2011 yılında, Rusya’da düzenlenen Büyük Bolgar Müzik Festivali’ne, 2013 yılında Arjantin’de üyesi olduğu Adana String Quartet ile Iguazu En Concierto Festivali’ne katılarak konserler verdi. 2014 yılında, İş Sanat’ın Parlayan Yıldızlar serisinde ve Pera Uluslararası Müzik Festivali Genç Solistler serisinde resitaller, Cemal Reşit Rey Konser Salonu’nda piyanolu konser verdi. 2015 yılında, Akbank Sanat, Ustalar ve Öğrencileri konserinde, hocası Dilbağ Tokay ile birlikte sahnede yer aldı.

44. Uluslararası İstanbul Müzik Festivali’nde 4CELLOS olarak ve İzmir’de Cello Ensemble olarak konserler verdi. 2016 yılında, Hollanda’da düzenlenen Amsterdam Cello Bienali’nde, hocası Jean Guihen Queyras ve viyolonsel sınıfı ile birlikte konser verdi. 2017 yılında, Freiburg Oda Müziği Festivali’nde yer aldı.

Konser ve resitallerinin yanı sıra, genç sanatçı, Doğuş Çocuk Senfoni Orkestrası, Camerata Saygun ve AIMA Festival Orkestrası’nda yer aldı.Orkestra ile solist olduğu konserler arasında, Bakırköy Oda Orkestrası eşliğinde Vivaldi İki Viyolonsel Konçertosu, MSGSÜ İstanbul Devlet Konservatuvarı Orkestrası eşliğinde Haydn Do Majör Viyolonsel Konçertosu, 2016 yılında Çukurova Devlet Senfoni Orkestrası ile Elgar Viyolonsel Konçertosu, 2018 yılında Olten Filarmoni orkestrası ile Tchaikovsky Rokoko Varyasyonları yer alıyor.
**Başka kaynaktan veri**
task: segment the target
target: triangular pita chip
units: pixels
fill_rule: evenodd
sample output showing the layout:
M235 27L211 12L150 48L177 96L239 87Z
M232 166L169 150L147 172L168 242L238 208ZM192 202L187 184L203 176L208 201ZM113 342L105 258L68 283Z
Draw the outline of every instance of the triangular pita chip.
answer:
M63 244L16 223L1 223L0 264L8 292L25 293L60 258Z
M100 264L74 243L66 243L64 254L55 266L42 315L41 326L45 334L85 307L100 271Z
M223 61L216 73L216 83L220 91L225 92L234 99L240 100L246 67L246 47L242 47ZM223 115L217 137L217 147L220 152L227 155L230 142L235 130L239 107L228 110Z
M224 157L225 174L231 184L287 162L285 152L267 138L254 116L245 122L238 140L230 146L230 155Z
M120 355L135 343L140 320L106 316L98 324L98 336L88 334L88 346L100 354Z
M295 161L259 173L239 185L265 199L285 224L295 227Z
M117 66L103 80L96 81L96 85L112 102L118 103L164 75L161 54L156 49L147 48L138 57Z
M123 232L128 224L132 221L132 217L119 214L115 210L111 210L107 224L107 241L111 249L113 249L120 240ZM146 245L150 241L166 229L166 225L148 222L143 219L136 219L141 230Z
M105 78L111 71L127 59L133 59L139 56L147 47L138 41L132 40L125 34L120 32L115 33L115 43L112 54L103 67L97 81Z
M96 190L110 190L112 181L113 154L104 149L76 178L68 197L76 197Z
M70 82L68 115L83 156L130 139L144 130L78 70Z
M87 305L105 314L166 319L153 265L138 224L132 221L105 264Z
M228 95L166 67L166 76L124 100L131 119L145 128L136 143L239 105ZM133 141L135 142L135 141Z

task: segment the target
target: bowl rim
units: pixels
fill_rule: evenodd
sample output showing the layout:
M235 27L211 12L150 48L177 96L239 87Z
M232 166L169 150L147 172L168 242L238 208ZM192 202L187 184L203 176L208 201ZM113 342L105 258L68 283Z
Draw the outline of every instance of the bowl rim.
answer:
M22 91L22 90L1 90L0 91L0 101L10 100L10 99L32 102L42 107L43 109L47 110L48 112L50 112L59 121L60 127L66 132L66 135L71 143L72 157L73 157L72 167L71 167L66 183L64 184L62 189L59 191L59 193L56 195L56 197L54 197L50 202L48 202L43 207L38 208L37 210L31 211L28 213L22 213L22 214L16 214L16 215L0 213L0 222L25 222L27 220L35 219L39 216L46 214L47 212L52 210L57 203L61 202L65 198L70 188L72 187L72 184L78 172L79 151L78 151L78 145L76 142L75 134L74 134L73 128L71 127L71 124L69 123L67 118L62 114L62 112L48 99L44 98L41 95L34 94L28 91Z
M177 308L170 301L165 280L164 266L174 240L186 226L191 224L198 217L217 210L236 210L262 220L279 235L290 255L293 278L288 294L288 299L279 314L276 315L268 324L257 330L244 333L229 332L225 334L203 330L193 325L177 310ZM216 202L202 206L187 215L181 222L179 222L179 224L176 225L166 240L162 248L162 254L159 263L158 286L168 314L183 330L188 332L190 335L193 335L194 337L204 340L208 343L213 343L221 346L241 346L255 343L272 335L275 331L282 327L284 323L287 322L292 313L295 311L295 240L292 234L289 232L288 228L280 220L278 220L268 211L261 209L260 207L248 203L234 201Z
Genç sanatçı, 2018 yılında, İngiltere’de Marin Alsop’un orkestra şefliğinde, Britten Young Artist Program Orkestrası’nda viyolonsel grup şefi olarak yer alarak, Snape Maltings konser salonunda konserler verdi. Ülker Tümer’in katıldığı yarışmalar ve aldığı ödüller arasında 2015 yılında Bulgaristan’da International Music of Germany and Austria yarışmasında Birincilik ve İtalya’da International Music Competition Citta di Barletta yarışmasında Absolut Birincilik; 2017 yılında, Almanya’da Freiburg Musikhochschule’de düzenlenen Helmut-Spehl yarışmasında özel ödül, Türkiye’de Benyamin Sönmez Uluslararası Viyolonsel Yarışması’nda Üçüncülük, 2018 yılında Almanya’da Carl Seeman Yarışmasında Üçüncülük ve 2020 yılında Helene Rosenberg Bursiyer Seçmeleri’nde Birincilik dereceleri var.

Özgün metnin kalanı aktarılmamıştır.